Damian Buessing, vice president and district manager for the Southern California region of Hensel Phelps, says the firm is seeing demand across all sectors, especially in aviation and higher education, including the University of California and California State University systems.
And in Southern California, a key market trend is renovation.
“Owners are looking to maximize existing real estate portfolios and how they can repurpose what they have in place more than we have seen in the past,” Buessing says. “In lieu of tear down and rebuild, it’s more of a repurpose, and do so while remaining in operation.”
Valentine also sees continued growth in government and mission-critical and data center construction across the state. And while the company embraces the fast pace of tight building timelines, Hensel Phelps’ growth strategy is to move at a more deliberate pace.
“We are not a revenue-driven company; we are a value-driven company,” says Valentine, who notes that while Hensel Phelps takes on projects that make big headlines, the firm doesn’t shy away from smaller, less shiny work that clients need to have done.
“I am being super selective about the opportunities we are considering moving forward,” Valentine says. “We really want to make sure we can continue to take care of our great clients and provide value for them and to them.”

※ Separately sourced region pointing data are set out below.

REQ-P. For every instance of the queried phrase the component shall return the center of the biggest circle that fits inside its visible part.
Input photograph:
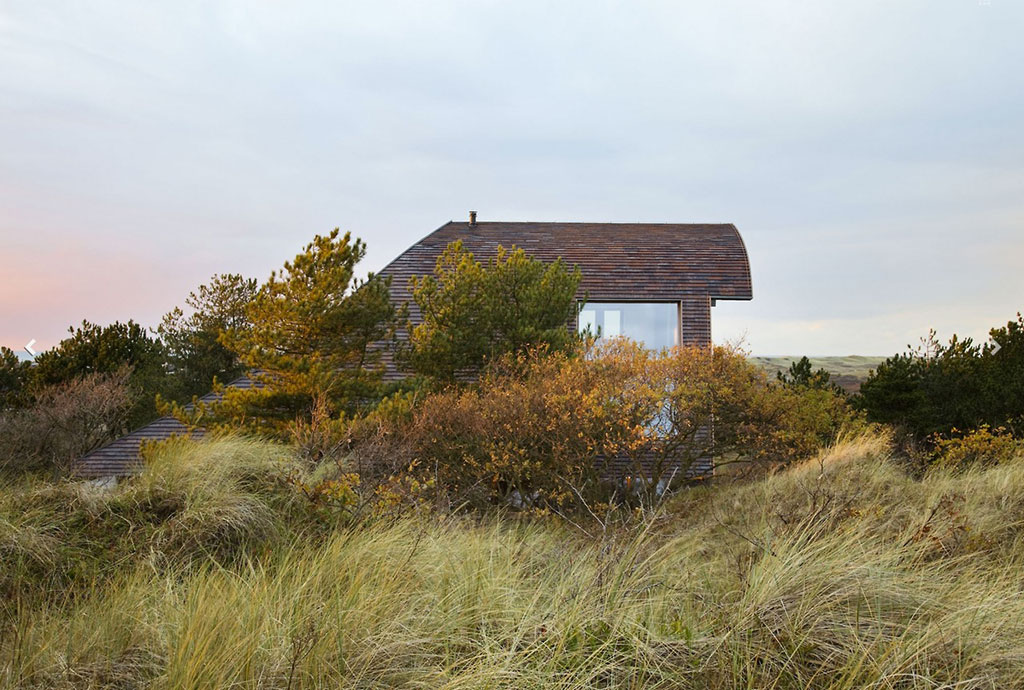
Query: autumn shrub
(550, 430)
(983, 446)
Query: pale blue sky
(871, 153)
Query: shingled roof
(123, 456)
(629, 261)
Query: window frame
(582, 305)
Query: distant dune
(848, 372)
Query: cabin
(654, 283)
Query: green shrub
(956, 385)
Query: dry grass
(841, 572)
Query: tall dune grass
(841, 572)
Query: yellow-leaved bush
(553, 430)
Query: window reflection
(655, 325)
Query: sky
(870, 153)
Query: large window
(653, 324)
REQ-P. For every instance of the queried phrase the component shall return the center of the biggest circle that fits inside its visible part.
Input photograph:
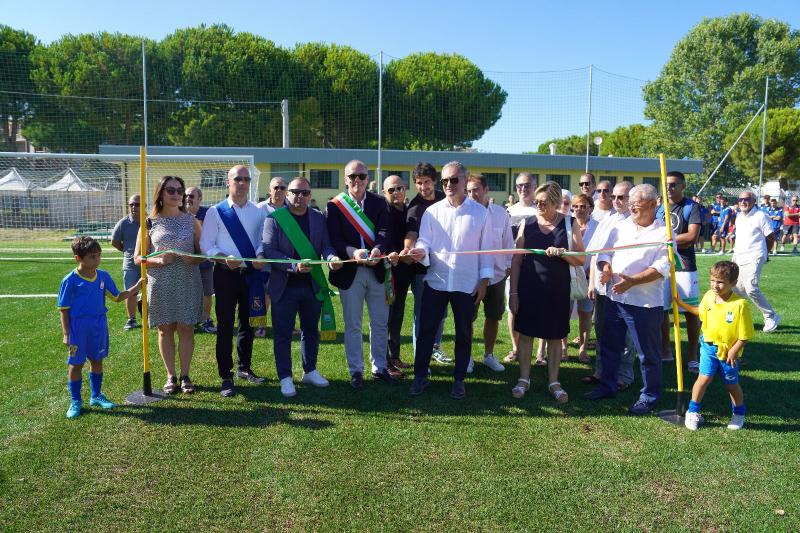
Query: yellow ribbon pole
(680, 409)
(147, 386)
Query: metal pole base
(675, 416)
(140, 398)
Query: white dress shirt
(215, 239)
(636, 260)
(501, 238)
(751, 231)
(445, 228)
(598, 241)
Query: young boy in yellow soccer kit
(81, 301)
(727, 325)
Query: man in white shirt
(232, 278)
(494, 302)
(526, 184)
(455, 224)
(635, 298)
(754, 237)
(603, 205)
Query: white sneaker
(287, 387)
(315, 378)
(693, 421)
(737, 422)
(494, 364)
(771, 324)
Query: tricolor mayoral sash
(283, 217)
(366, 228)
(255, 279)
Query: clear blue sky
(633, 38)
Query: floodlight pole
(589, 119)
(763, 139)
(378, 177)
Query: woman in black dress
(539, 295)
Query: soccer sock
(96, 383)
(75, 389)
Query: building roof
(389, 158)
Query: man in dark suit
(358, 225)
(297, 232)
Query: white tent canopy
(69, 182)
(13, 181)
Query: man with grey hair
(754, 238)
(455, 224)
(635, 298)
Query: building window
(324, 179)
(212, 178)
(561, 179)
(496, 181)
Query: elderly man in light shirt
(455, 224)
(754, 238)
(635, 298)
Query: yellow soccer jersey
(727, 322)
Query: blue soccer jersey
(86, 297)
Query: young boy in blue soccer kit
(727, 326)
(81, 301)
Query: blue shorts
(130, 277)
(710, 365)
(88, 339)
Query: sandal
(187, 387)
(171, 386)
(521, 388)
(559, 394)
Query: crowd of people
(378, 247)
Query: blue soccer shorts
(88, 339)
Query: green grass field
(334, 459)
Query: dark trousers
(294, 301)
(434, 306)
(644, 326)
(402, 281)
(232, 292)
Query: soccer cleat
(693, 421)
(74, 410)
(101, 401)
(493, 363)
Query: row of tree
(708, 91)
(212, 86)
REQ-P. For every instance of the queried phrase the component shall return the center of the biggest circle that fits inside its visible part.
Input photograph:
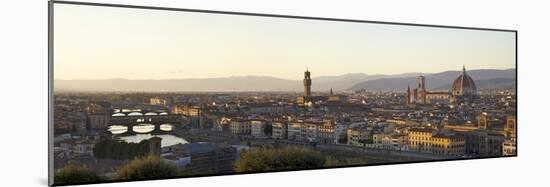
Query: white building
(258, 128)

Part of that growth strategy is to expand Hensel Phelps’ California workforce by 20%. Valentine says its Northern California employee pool has grown by 49 employees year to date and expects to exceed the firm’s new-hire goal for 2019, with Southern California following a similar trajectory.
“Our goals are long term, and we’re looking to continued steady growth in the market,” Buessing says. “And right now, we are on track.”